Fabolous: Most of the producers came to me. Like, I told them I wanted to do a soul tape. They were like,”Oh, alright I’m gonna send you a couple soul and sample beats, and they would send them in. I would just eenie meenie minnie moe, not really. [Laughs] Just pick them, and start making songs off of them.
XXL: Who are some of the producers you have on the tape?
Fabolous: I have Cardiak who made “Start It Up” and I have a couple new guys, too. I didn’t go to anybody and say, “I want something specific.” I kind of just put the word out there and they gave me some beats.
XXL: Were the producers you usual work with surprised that you wanted specifically soul beats?
Fabolous: Oh yeah. Some of them, when I asked the first time, they still sent other kinds of beats. They thought I just called it the S.O.U.L Tape, like, for whatever reason. And I was like, “Nah, there’s more meaning,” and they were like, “Oh, like the freestyle you just did?” It’s just something that’s a different kind of listen, you know? The 808s & [Heartbreak], I didn’t want to go that way. Some of the soul beats on here, they have a little bounce and hop to it as well.
XXL: You’re known for starting trending topics. Didn’t Twitter approach you about doing a book?
Fabolous: They did, but I’m focused on writing music right now. In some ways I’m all for it. In some ways I’m against it. People get sensitive over Twitter and trending topics. It’s something I’ve talked about, but when it came to me, I thought the offer was funny.
XXL: Is Loso’s Way 2 still due later this year?
Fabolous: The album, we just started on that. I really just got a lot of beats on that, picking beats out or whatever. Then I lock in and attack the beats, like a monster in a cave. [Laughs] I drag the beats back to my cave.
XXL: So no deadline for the album?
Fabolous: Not really. I usually have deadlines but I don’t. They tell you what time you need to do something, and it’s like, “Okay, I work toward that time, but if it’s not ready, it’s not ready.” But I’m definitely not the type that will just let something not come out. There’s a couple [of] albums right now that people have been talking about for a year…
XXL: You didn’t like that it wasn’t the same?
Fabolous: Yeah. It didn’t have the same feel. But on the actual tape, there’s the closest guys that I’ve been working with forever: Red Café, Freck the Billionaire, and a new artist that I’m working with by the name of Broadway, who’s really dope and raps and sings. He’s very creative. He’s a writer as well.
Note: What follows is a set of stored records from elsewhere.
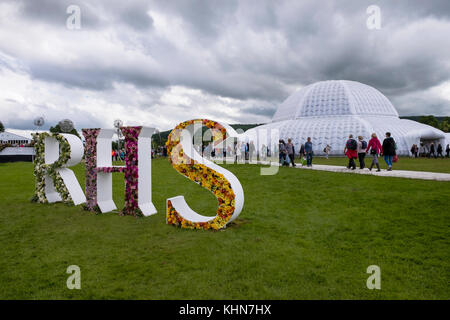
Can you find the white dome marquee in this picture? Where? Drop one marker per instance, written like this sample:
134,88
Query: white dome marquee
329,111
335,98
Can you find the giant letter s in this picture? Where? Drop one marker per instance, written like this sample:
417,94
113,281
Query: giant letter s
222,183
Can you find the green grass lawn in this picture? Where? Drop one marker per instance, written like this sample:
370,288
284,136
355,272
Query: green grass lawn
302,235
404,163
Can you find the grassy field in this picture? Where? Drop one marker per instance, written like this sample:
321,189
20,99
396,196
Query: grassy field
302,235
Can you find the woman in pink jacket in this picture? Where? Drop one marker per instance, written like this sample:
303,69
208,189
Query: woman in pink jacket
375,149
Aside from the usual suspects, we got Trey Songz on there, Lil Wayne on there.
XXL: How was the collaboration with Wayne come about?
Fabolous: We didn’t record together. The song with Lil Wayne was pretty much already done, and uh, I just came in. The Trey one, I did this song and I had this idea and sent it to Trey and he put his thing on it after that. Lloyd Banks and Vado are also on it.
XXL: How’s touring?
Fabolous: I get a lot of dates, spot dates all over the place. I’m getting a lot of overseas dates, so, which is great for me because I like to travel and see how my music is responding in other places besides here. You know, I’ve been doing this for a while, so I understand. I got to go to Ghana, Africa and I got to go to the Dominican Republic. You know, just across the world and see their response to my music. Not even just my music, but to hip-hop music. Hip-hop has grown and become very universal. I love to— me and Rick Ross have a show together in Angola, Africa and just to see them say, ‘I think I’m Big Meech…’ You know? Without even hearing my song, it’s just something great to see. That hip-hop is that popular.
XXL: As a fan, who do you listen to? Or do you kind of zone out to your own music?
Fabolous: I like to hear what’s going on. A lot of rappers nowadays will say they don’t listen to anybody, but I like to hear what’s going on. I don’t think it affects my music. I still do what I do. I just listen as a fan because I love hip-hop. I mean there’s no other feeling than when you hear a great hip-hop song. You feel good. If you lose that as an artist, you lose a part of your passion. Part of the passion for me was hearing great music from the very start of it, now I’m one of the people who can give that passion back to somebody. But I still love the process of hearing something new and it being something hot.